American university students are quickly losing an important means of sharing their passions and ideas with the public: college radio. Noncommercial student-run stations are being forced to the Web or elsewhere as college administrators sell their broadcast licenses to make some quick, much-needed cash.

In Nashville, Tenn., Mark A. Wollaeger, chairman of the board of Vanderbilt Student Communications Inc., recently approved the sale of his university’s FM license to an NPR affiliate for $3.35 million. He’s confident that listeners will follow student DJs onto the Internet or tune in through other formats, such as HD radio. But students who cite the simple, universal accessibility of traditional radio technology as a primary reason for the station’s large audience aren’t so sure. –ARK

The Chronicle of Higher Education:

To be sure, hundreds of student-run stations of varying levels of quality and professionalism continue to broadcast within the Federal Communications Commission’s historically designated noncommercial portion of the spectrum, 88.1 to 91.9 MHz. But in a trend that industry observers say began in the 1990s, many others have been driven onto the Web or into oblivion when college administrators have decided to sell their licenses for much-needed cash.

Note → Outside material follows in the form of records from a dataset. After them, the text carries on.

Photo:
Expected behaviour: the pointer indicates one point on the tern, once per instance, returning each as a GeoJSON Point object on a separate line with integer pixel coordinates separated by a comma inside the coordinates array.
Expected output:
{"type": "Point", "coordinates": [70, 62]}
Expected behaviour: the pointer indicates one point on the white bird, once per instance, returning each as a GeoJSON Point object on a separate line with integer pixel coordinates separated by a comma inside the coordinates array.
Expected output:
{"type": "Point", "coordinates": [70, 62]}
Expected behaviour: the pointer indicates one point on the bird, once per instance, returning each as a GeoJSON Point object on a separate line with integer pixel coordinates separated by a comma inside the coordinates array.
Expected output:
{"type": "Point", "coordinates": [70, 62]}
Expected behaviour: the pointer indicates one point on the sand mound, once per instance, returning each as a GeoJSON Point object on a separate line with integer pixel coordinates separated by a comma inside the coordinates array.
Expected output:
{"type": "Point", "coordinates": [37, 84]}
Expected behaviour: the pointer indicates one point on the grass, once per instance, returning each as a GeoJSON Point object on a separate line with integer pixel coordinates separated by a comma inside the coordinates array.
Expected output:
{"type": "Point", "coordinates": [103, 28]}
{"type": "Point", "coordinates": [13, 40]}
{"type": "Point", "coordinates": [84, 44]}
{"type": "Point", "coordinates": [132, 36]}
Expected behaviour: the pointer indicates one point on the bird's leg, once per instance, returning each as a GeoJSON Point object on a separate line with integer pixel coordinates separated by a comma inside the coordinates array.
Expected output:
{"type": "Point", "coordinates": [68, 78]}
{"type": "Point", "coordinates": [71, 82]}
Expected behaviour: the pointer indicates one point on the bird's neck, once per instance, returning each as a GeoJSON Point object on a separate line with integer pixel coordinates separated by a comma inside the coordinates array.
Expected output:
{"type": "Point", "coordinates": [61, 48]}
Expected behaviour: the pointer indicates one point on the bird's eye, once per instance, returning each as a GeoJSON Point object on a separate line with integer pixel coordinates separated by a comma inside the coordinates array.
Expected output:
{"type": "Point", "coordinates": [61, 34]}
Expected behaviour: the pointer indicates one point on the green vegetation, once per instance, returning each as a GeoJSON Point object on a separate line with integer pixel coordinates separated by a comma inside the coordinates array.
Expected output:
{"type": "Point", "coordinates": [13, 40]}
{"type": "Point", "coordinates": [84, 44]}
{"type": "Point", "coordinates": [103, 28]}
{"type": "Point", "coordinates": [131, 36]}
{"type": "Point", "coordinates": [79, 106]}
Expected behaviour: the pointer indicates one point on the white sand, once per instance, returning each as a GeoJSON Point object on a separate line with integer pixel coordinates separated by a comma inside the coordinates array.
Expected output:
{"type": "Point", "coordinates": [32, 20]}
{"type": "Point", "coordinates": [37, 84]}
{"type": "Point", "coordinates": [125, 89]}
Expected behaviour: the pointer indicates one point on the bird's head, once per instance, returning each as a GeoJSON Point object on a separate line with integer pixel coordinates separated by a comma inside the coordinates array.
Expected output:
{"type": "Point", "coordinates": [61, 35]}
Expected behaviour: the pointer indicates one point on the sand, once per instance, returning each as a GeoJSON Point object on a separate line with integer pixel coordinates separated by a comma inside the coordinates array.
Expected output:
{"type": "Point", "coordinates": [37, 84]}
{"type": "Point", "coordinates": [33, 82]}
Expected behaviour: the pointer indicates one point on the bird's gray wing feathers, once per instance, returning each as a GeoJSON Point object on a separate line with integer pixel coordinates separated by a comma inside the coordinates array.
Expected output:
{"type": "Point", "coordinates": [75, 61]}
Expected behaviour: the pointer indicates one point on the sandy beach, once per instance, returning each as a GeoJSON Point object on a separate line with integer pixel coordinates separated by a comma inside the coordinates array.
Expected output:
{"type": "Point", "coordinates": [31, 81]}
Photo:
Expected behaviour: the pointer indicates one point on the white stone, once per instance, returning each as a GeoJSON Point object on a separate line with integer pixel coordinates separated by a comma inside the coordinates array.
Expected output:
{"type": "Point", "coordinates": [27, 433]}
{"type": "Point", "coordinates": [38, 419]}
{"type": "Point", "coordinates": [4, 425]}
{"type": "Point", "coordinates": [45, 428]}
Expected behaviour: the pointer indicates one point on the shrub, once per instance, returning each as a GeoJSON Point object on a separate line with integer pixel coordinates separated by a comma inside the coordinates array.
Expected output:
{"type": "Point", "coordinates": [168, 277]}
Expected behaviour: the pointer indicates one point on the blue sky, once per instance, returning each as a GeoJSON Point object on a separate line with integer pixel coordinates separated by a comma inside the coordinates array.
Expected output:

Three multimillion-dollar sales this year have drawn particular notice: the University of San Francisco’s KUSF-FM 90.3, Rice University’s KTRU-FM 91.7, and Vanderbilt University’s WRVU-FM 91.1—the last one announced just two weeks ago. In all three cases, the universities sold the broadcast licenses of their traditional free-form, student-programmed college stations to buyers who switched them to classical-music formats. And in all three cases, the DJ’s and supporters of the stations—which continue to stream their old formats on the Web—have complained loudly about the silencing of their terrestrial signals.